Constato perciò con fiduciosa speranza che, in piena e lineare continuità d’azione, il governo dell’Associazione è passato dalla generazione dei Fondatori a quanti hanno da loro imparato ad amare e rispettare la professione e che l’Associazione hanno fatto crescere in considerazione ed importanza; e osservo che è già quasi giunto il tempo, anche per questi ultimi, di affidare il testimone a coloro che non erano ancora nati quando i Tribunali amministrativi venivano istituiti.

Credo fermamente, del resto, nel rinnovamento delle Istituzioni. E il rinnovamento delle Istituzioni passa necessariamente attraverso un democratico avvicendamento delle persone. Per questo motivo feci tre anni fa la stessa scelta di Francesco, lasciando libero il mio posto di consigliere e segretario.

E non pensavo, sinceramente, che si sarebbe presentata l’occasione per ricandidarmi. 

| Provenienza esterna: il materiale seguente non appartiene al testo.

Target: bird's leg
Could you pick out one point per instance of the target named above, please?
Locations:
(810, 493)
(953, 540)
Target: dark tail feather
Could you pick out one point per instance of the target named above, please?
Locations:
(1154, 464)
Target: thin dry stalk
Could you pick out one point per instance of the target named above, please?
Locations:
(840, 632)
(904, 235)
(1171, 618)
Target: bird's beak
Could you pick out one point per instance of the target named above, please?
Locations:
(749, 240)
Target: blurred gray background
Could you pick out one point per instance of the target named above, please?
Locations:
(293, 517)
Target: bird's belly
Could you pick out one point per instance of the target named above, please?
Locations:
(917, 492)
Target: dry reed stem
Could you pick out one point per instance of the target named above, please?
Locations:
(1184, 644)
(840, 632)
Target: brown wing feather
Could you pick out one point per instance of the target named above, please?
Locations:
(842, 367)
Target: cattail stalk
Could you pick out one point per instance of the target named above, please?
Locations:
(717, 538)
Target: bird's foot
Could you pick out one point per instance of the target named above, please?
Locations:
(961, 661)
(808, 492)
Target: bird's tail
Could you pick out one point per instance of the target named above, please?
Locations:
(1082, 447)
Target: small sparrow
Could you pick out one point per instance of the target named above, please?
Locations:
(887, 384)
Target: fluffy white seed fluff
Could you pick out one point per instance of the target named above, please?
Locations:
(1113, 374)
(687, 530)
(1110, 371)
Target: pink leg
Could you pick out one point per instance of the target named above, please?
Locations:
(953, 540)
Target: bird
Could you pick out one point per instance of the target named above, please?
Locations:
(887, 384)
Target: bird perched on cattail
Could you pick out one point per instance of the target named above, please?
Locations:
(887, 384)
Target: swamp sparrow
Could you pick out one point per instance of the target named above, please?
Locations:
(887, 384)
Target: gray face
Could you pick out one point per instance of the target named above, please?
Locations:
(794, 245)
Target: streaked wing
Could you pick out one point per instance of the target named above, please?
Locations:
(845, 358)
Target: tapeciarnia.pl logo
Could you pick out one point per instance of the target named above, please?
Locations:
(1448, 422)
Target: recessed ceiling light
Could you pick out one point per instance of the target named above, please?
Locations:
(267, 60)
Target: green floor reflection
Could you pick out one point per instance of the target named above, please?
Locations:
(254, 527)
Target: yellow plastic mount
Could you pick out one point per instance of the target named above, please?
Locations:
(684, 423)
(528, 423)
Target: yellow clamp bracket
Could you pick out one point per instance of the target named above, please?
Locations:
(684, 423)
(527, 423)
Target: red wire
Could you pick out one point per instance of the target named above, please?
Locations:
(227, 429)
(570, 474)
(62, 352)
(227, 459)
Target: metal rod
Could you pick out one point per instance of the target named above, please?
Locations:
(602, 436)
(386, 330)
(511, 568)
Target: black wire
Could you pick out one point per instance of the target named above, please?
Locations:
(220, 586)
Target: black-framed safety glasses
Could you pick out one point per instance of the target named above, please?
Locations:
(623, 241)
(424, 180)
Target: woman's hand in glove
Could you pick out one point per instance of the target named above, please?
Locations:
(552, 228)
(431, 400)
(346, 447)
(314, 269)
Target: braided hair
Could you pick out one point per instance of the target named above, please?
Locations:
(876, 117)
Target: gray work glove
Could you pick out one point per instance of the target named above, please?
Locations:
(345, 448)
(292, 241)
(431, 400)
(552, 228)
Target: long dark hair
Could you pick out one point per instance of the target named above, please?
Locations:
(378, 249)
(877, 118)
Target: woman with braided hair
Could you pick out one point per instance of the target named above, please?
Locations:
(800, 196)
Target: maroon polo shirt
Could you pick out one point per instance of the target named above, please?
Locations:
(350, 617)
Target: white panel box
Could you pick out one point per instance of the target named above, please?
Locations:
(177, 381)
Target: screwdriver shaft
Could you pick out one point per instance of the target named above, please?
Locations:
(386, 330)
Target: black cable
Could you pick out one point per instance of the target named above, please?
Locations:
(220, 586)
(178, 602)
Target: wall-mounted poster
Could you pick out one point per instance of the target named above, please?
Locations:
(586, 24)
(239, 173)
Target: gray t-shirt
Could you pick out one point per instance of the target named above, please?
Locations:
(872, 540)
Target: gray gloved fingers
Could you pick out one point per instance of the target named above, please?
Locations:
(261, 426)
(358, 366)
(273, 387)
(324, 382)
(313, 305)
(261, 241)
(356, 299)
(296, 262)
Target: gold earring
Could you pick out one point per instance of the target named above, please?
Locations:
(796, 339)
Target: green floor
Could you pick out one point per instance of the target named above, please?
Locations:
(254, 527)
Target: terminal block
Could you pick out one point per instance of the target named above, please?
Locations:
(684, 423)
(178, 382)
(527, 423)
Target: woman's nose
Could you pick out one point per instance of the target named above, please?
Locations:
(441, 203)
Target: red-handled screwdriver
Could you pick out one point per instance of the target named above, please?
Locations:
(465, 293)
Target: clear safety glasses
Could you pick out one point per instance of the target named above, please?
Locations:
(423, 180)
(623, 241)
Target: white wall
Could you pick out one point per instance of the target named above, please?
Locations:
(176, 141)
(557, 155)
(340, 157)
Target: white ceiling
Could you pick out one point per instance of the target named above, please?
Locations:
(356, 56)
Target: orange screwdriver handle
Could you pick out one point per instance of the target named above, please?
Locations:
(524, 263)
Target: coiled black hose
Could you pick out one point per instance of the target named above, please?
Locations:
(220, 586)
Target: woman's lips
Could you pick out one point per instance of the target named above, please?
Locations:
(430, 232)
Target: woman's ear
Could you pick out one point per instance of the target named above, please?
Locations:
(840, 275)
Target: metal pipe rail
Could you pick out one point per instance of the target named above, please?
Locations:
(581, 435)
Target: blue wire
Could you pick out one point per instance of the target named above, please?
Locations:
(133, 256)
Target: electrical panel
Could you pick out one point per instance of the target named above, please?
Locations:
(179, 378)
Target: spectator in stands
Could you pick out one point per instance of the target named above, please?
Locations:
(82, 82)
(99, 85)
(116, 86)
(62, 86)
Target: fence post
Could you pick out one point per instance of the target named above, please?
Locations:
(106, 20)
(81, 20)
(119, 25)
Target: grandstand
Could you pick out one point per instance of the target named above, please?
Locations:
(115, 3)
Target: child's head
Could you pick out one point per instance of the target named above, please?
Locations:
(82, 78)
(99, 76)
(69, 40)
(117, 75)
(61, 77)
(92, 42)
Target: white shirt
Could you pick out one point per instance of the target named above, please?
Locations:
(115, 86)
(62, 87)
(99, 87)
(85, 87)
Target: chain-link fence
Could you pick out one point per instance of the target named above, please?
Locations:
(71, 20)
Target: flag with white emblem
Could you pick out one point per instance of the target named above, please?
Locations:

Avverto però la difficoltà del momento. La scomparsa di figure di riferimento, come Ivone Cacciavillani, la preannunciata uscita dal direttivo di consiglieri di esperienza, come Francesco Volpe, l’indisponibilità di altri stimatissimi Colleghi a farne parte, per le più varie ragioni di carattere personale, l’impossibilità di avere ancora alla guida dell’Associazione una persona carismatica come Stefano Bigolaro, mi inducono a non restare insensibile all’invito che alcuni Amici mi hanno rivolto a portare ancora una volta il mio contributo alla vita associativa, come componente del prossimo consiglio direttivo.

Per questo motivo, con la stessa trasparenza con la quale Francesco ha ritenuto di annunciare il suo ritiro, credo essere mio dovere annunciare la disponibilità, se votato, a prenderne il posto, col solo obiettivo, però, di restare il meno possibile nel consiglio, per sostenere e far crescere chi vorrà e potrà in futuro farne parte.

Non credo, invero, che essere chiamati a far parte del consiglio direttivo rappresenti un premio alla carriera o possa arrecare particolari benefici o vantaggi. Penso, piuttosto, che l’essere consigliere rappresenti un servizio e una responsabilità verso gli associati, il cui interesse deve sempre venire prima dell’interesse personale. E che sia molto più facile, in questo ruolo, attirare delle critiche che ottenere dei consensi. Nondimeno, sono pronto, se lo vorranno gli associati, a correre nuovamente questo rischio.

Ma desidero chiudere questo mio outing tornando all’Amico che n’è stato la causa.

Sono quasi certo, per quanto conosco Francesco, che la scelta delle parole con le quali egli ha intitolato il suo messaggio di commiato, non sia affatto casuale. E penso immediatamente al romanzo di Alexandre Dumas “Venti anni dopo”.

Anche se il richiamo al titolo di quel celebre romanzo fosse stato involontario, l’accostamento mi sembra quanto mai appropriato, perché anche all’interno della nostra Associazione, nella quale non possono e non devono certo mancare il confronto e la critica, vale per me sopra a tutto il motto che fu dei moschettieri del re e che tutti ben conosciamo: “Uno per tutti e tutti per uno”.

Giunga intanto, al caro Amico Francesco, il mio fraterno e grato saluto.